At this point in our Lenten journey, I think it is time we stop, take a breath, and remember where we have been.
We started with Ash Wednesday, remembering that we are physical human beings made of dust, and that this is a good thing. Yet we were also reminded that we are dust in need of redemption (Psalm 103:14). This was the beginning of our Lenten journey.
We continued by remembering that we are journeying with a merciful God who desires relationship with us. This matters. It keeps Lent from becoming a depressive spiral. Instead, we walk with the God who is gracious and slow to anger, abounding in steadfast love (Exodus 34:6), who helps us learn why we are in need of forgiveness.
We are in need of forgiveness because, in addition to being merciful, God is holy and just and demands that sin be dealt with. Yet in His desire to be in relationship with us, He Himself bore the weight of our sin on the cross to restore what sin had broken (2 Corinthians 5:21). Part of this journey requires that we confess our sin. Our confession is corporate, but it is also personal. Not just “we sin,” but “I sin.”
In learning to confess, we also learn what sin looks like. Sin looks like the things we do that follow the path of destruction, but it also looks like the things we fail to do that allow destruction to continue. Yet we are not quite done with sin. The next stage of this prayer takes us from what sin looks like to the root of sin.
In this section of the prayer, we confess that we have not loved God with our whole heart, and we have not loved our neighbors as ourselves. We see that the root of our sin is disordered love. We do not love what we should in the way that we should, and this leads us down the path of destruction.
The language in this part of the prayer takes the first and second greatest commandments, what Jesus calls the sum of all the Law and the Prophets (Matthew 22:37–40), and turns them into a confession of our failure to follow them.
There is an old and biblical word that describes this disordered love. It is a word the Old Testament prophets do not use in English but frequently expose in their teaching: idolatry.

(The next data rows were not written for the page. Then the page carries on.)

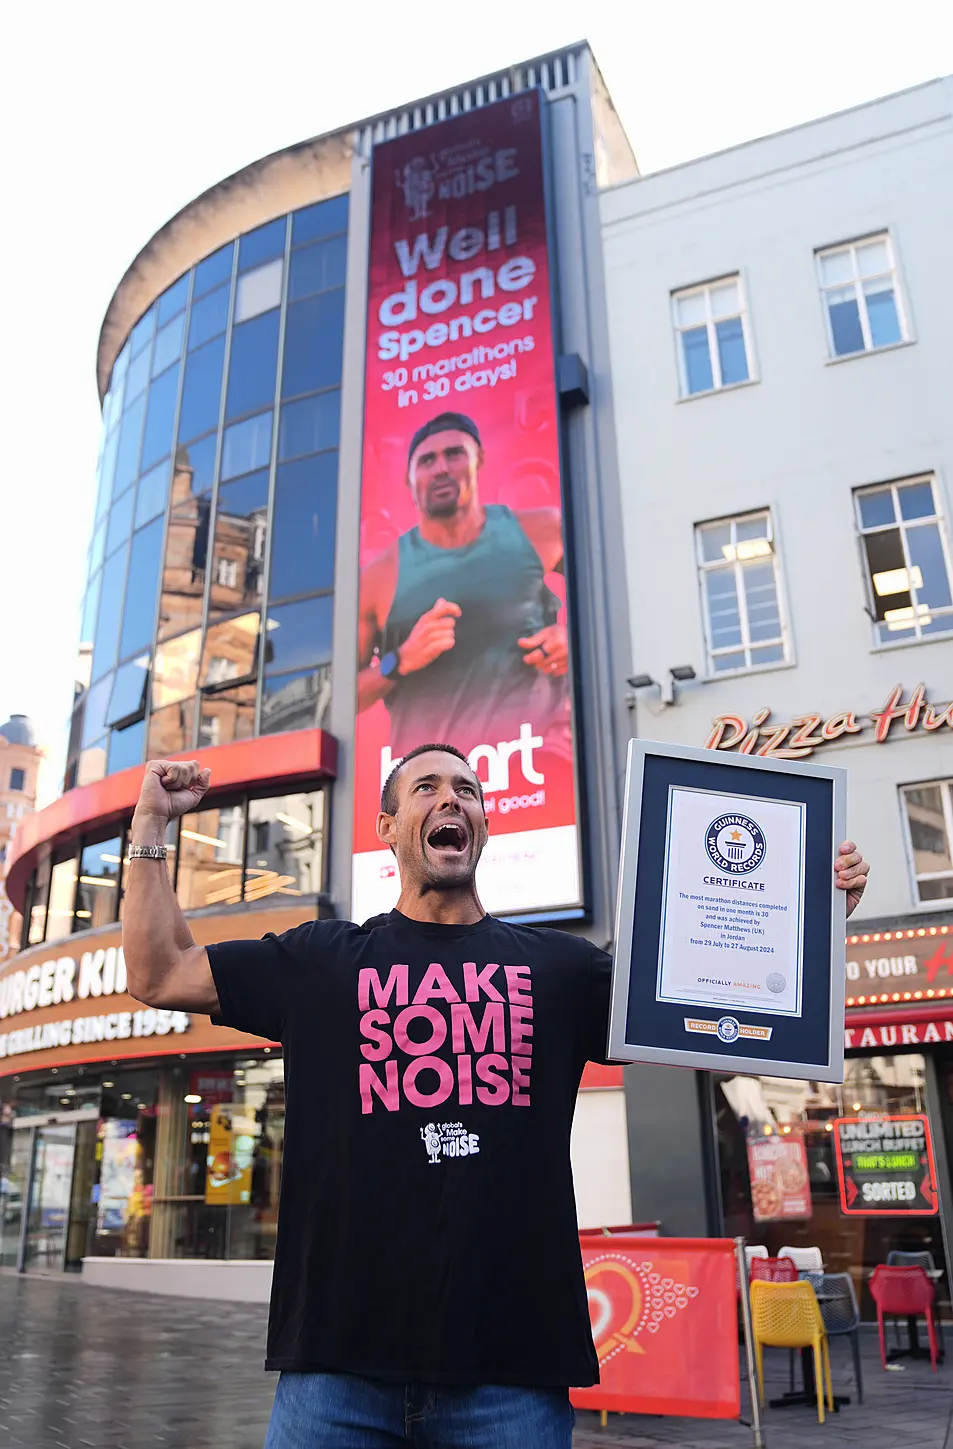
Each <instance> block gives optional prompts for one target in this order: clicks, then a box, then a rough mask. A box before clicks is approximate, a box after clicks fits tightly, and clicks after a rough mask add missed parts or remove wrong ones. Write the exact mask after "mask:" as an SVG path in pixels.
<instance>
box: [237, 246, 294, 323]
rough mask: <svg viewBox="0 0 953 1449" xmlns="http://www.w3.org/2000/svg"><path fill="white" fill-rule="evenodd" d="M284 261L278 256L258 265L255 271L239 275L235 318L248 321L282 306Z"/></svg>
mask: <svg viewBox="0 0 953 1449" xmlns="http://www.w3.org/2000/svg"><path fill="white" fill-rule="evenodd" d="M282 272H284V261H282V258H281V256H278V258H277V259H275V261H274V262H266V264H265V265H264V267H256V268H255V271H251V272H245V275H243V277H239V281H238V287H236V290H235V320H236V323H238V322H248V320H249V317H258V316H259V314H261V313H262V312H271V310H272V307H278V306H281V277H282Z"/></svg>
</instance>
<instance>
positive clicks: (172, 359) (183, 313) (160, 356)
mask: <svg viewBox="0 0 953 1449" xmlns="http://www.w3.org/2000/svg"><path fill="white" fill-rule="evenodd" d="M184 333H185V313H184V312H180V314H178V317H174V320H172V322H168V323H167V325H165V326H164V327H162V330H161V332H156V335H155V346H154V348H152V377H158V375H159V372H165V369H167V367H171V365H172V362H178V359H180V356H181V355H182V336H184Z"/></svg>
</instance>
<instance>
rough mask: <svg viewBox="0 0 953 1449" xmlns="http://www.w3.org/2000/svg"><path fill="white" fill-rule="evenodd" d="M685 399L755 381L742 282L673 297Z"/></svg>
mask: <svg viewBox="0 0 953 1449" xmlns="http://www.w3.org/2000/svg"><path fill="white" fill-rule="evenodd" d="M672 313H673V319H675V332H676V338H678V367H679V375H681V391H682V397H694V396H695V393H714V391H717V390H718V388H721V387H731V385H733V384H734V383H747V381H749V378H750V365H749V354H750V343H749V335H747V312H746V307H744V296H743V291H742V278H740V277H721V278H720V280H718V281H711V283H707V284H705V285H704V287H685V288H684V290H682V291H675V293H672Z"/></svg>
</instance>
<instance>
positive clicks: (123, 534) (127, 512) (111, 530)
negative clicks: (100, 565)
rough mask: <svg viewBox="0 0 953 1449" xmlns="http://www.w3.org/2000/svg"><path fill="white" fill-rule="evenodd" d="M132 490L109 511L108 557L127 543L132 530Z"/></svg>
mask: <svg viewBox="0 0 953 1449" xmlns="http://www.w3.org/2000/svg"><path fill="white" fill-rule="evenodd" d="M132 501H133V500H132V488H130V490H129V491H127V493H123V496H122V498H117V500H116V503H114V504H113V506H112V509H110V510H109V529H107V532H106V556H107V558H109V555H110V554H114V552H116V549H117V548H119V546H120V545H122V543H125V542H126V539H127V538H129V530H130V529H132Z"/></svg>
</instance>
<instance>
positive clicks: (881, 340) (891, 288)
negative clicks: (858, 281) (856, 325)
mask: <svg viewBox="0 0 953 1449" xmlns="http://www.w3.org/2000/svg"><path fill="white" fill-rule="evenodd" d="M865 294H866V298H868V323H869V325H870V342H872V343H873V346H875V348H889V346H891V345H892V343H894V342H899V341H902V335H901V330H899V317H898V314H897V298H895V297H894V288H892V287H888V288H882V287H881V285H879V284H872V283H868V285H866V287H865Z"/></svg>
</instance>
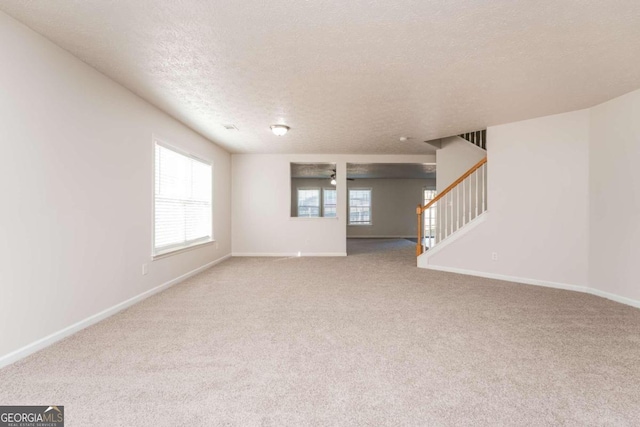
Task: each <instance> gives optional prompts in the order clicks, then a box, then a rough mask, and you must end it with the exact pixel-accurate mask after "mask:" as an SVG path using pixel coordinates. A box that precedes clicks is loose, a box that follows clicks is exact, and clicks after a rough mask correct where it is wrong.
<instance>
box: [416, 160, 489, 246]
mask: <svg viewBox="0 0 640 427" xmlns="http://www.w3.org/2000/svg"><path fill="white" fill-rule="evenodd" d="M439 201H441V203H438V202H439ZM486 210H487V158H486V157H485V158H484V159H482V160H480V161H479V162H478V163H476V164H475V165H473V167H472V168H471V169H469V170H468V171H466V172H465V173H464V174H462V175H461V176H460V178H458V179H456V180H455V181H453V183H452V184H451V185H450V186H448V187H447V188H445V189H444V191H442V192H441V193H440V194H438V195H437V196H436V197H434V198H433V200H431V201H430V202H429V203H427V204H426V205H424V206H422V205H418V207H417V208H416V216H417V218H418V240H417V242H416V256H419V255H420V254H422V253H423V252H424V250H425V247H428V248H432V247H434V246H435V245H436V244H438V243H439V242H440V241H442V240H444V239H446V238H447V237H449V236H450V235H451V234H453V233H454V232H455V231H457V230H458V229H460V228H462V227H463V226H465V225H466V224H468V223H469V222H471V221H472V220H473V219H475V218H476V217H478V215H480V214H481V213H483V212H484V211H486ZM425 213H427V215H426V218H425ZM427 220H428V227H424V229H425V230H429V231H428V234H429V235H428V236H427V235H426V233H425V236H422V230H423V225H422V224H423V223H424V224H425V226H426V225H427V223H426V222H425V221H427ZM434 222H435V224H434Z"/></svg>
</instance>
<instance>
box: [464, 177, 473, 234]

It is not a word we like to hear, but it is what we are doing when we do not love God as we should.
And if we are honest, we love making idols. The people of Israel loved making idols so much that much of the Old Testament is a record of their repeated failures to love God by chasing after other gods. However, anything that takes our focus off God becomes an idol. God demands our ultimate allegiance, and when we fail to give Him this, we are guilty of idolatry. I am guilty of idolatry. You are guilty of idolatry.
There is no way to sugarcoat this without taking away from the seriousness of the offense. Our sin is a result of our idolatry, of thinking that there is a better way than the way that leads through the cross.
What is so dangerous about the sin of idolatry is that it can be so subtle we do not even recognize it. It is not just the golden calf in the desert. It is the quiet moves we barely notice. The small shifts of desire or loyalty that slowly shape our hearts. You likely already know the places where idols have taken root in your own life.
This is hard, heavy work, but we are not done yet. We have only covered half of the issue. We have failed to love our neighbor as we should. When asked who our neighbor is, Jesus makes it clear that everyone is our neighbor. Not only the people we like, but also the people society tells us to hate, overlook, or forget. Jesus tells us to love our enemies and pray for those who persecute us (Matthew 5:44).
As we were reminded last week, loving our neighbor means doing for the least of these as if it were Christ Himself we are serving (Matthew 25:40). And in some mysterious way it is Christ we are serving through service to neighbor.
Sin distorts and destroys all relationships through disordered love. We love our way more than God’s way, and we love ourselves more than others. Yet we must never forget that we serve a merciful God who forgives us, walks with us, and through the Holy Spirit guides us on the path back to rightly ordered love.